I have exactly zero sympathy for perpetrators of sexual violence, but I’m trying, really trying, to have empathy. Because I know we have to understand violence in order to prevent it. Because I am a human being, an anthropologist, a feminist. And because a nice, clean staking is not an option.

Wednesday, February 10, 2010

Buffy's Sex Life: Discuss!

So it was a toss-up whether to post this here or on LJ, but I'm putting it here because I'm betting a certain someone and I get into a gigantic Buffy/feminism tussle.  Yeah!

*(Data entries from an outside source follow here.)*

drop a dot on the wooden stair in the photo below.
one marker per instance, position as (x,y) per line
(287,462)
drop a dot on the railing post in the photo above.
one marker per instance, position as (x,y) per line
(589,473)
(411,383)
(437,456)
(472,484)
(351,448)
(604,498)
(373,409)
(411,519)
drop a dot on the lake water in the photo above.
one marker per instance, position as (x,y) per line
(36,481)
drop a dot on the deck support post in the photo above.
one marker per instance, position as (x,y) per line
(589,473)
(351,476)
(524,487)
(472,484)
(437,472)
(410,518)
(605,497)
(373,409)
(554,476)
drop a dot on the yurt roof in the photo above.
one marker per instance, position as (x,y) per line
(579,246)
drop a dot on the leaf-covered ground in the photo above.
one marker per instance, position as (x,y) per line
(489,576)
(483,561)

Anyway, Friday in my English class* we discussed an article** about Buffy.  The bit I had a problem with was where Rutkowsky, who portrays herself as a sex-positive feminist, described vampire foreheads as "swollen," "bumpy," "grotesque" stand-ins for sexual organs.  Ok, swollen, check, bumpy, depends who you talk to...but grotesque?  Did someone have a few too many abstinence-only sex ed classes?  In any case, wound up in a spirited discussion of how the state of people's sexual organs is, actually, my business, and everyone's business, in fact.  Oh, and about how Twilight sucks.

*Buffy spoiler alert*

The interesting bit was where the prof and I got into a wee argument on how sex is treated in Buffy.  There I was thinking how cool it was that Buffy and her buddies are allowed to have sex and be protagonists, but I guess the truth is I hadn't thought about it that much.  When you do think about it, Buffy is punished for having sex...kind of a lot.  There's the whole Angel deal, which I kind of put aside because Joss Whedon wishes he'd never done it, but then moving on from there: Buffy gets with Parker and is wounded and brooding for like five episodes because hook-ups will damage you emotionally.  She only recovers when she's allowed*** to smack him over the head a few times.  Then there's Riley...remember when their sex fed a whole house o' evil?  And how about him shagging Faith in Buffy's body?  Or how it ended, in a vampire whorehouse?  Conclusion: Joss Whedon, what happened to the horror-movie victim girl kicking ass AND having sex?****

*Which is totally fabulous in that I get to shout things like "Unpack your invisible knapsack!" and "Gender is between your ears, not between your legs!" the entire class period.  The rest of the class says things like "But where is the white male in television?"
**"Why Chicks Dig Vampires: Sex, Blood, and Buffy" by Alice Rutkowsky, apparently not available in its entirety online
***Buffy turns into a cavewoman.  It's complicated and involves beer and warlocks.
****Joss Whedon always hated how in horror films, it's always the interesting woman who dies first.  She's fun, exciting, and has sex...and is usually killed seconds after the act.  Buffy was him taking back that girl.